Full Transparency and Understanding of the Supply Chain

In today’s environment, owning the supply chain has never been more critical. Data analytics can help mitigate the challenges that have cropped up with the current supply chain crisis. For manufacturing businesses, this means having the right number of resources. Data analytics allows manufacturers to remain as lean as possible, which is especially important in today’s global climate. Organizations need to use data analytics to ensure they have the right amount of material and optimize their supply chains during a time when resources are scarce and things are uncertain. 

Reduced Costs

Manufacturing analytics reveals insights that can be used to optimize processes, which leads to cost savings. Predictive maintenance programs decrease downtime and manage parts inventories more intelligently, limiting costs and increasing productivity. Robotics and machine learning reduce labor and the associated costs. 

Increased Revenue

Manufacturers must be dynamic in responding to demand fluctuations. Near-real-time manufacturing analytics allows companies to be responsive to ever-changing demands. At any given time, manufacturing companies have up-to-date insights into inventory, product, and supply chains, allowing them to adjust to demand accordingly in order to maintain delivery times. 

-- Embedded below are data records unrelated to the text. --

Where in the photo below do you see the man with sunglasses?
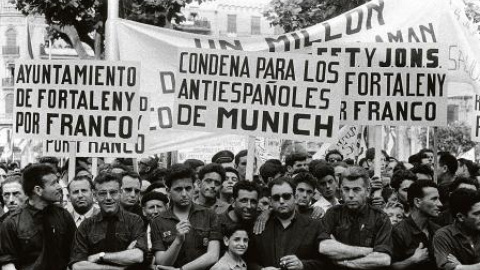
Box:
[70,172,147,270]
[151,164,222,270]
[319,166,392,269]
[247,177,324,270]
[120,171,143,218]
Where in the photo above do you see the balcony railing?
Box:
[2,78,13,87]
[2,46,20,55]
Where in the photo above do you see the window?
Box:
[5,94,13,114]
[227,15,237,33]
[251,16,260,35]
[447,104,459,123]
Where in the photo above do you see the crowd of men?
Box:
[0,149,480,270]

Improved Efficiency Across the Board

The amount of information that product equipment collects enables manufacturers to increase efficiency in a variety of ways. This includes reducing energy consumption, mitigating compliance errors, and controlling the supply chain. 

Greater Customer Satisfaction

At the end of the day, it is important to know what customers want. Data analytics is a crucial tool in collecting data from customer feedback, which can be applied to streamlining the process per the customer’s requirements. Manufacturers can analyze the data collected to determine how to personalize services for their consumers, thereby, increasing customer satisfaction. 

Conclusion

The effects of COVID-19 have shaken up the manufacturing industry. Because of the pandemic’s disruptions, manufacturers are realizing the importance of robust tools – like cloud computing and data analytics – to remain agile, lean, and flexible regardless of external challenges. The benefits that organizations can reap from these technologies go far beyond the horizon of the current supply chain crisis. Leading manufacturers are using data from systems across the organization to increase efficiency, drive innovation, and improve overall performance in any environment.

2nd Watch’s experience managing and optimizing data means we understand industry-specific data and systems. Our manufacturing data analytics solutions and consultants can assist you in building and implementing a strategy that will help your organization modernize, innovate, and outperform the competition. Learn more about our manufacturing solutions and how we can help you gain deep insight into your manufacturing data!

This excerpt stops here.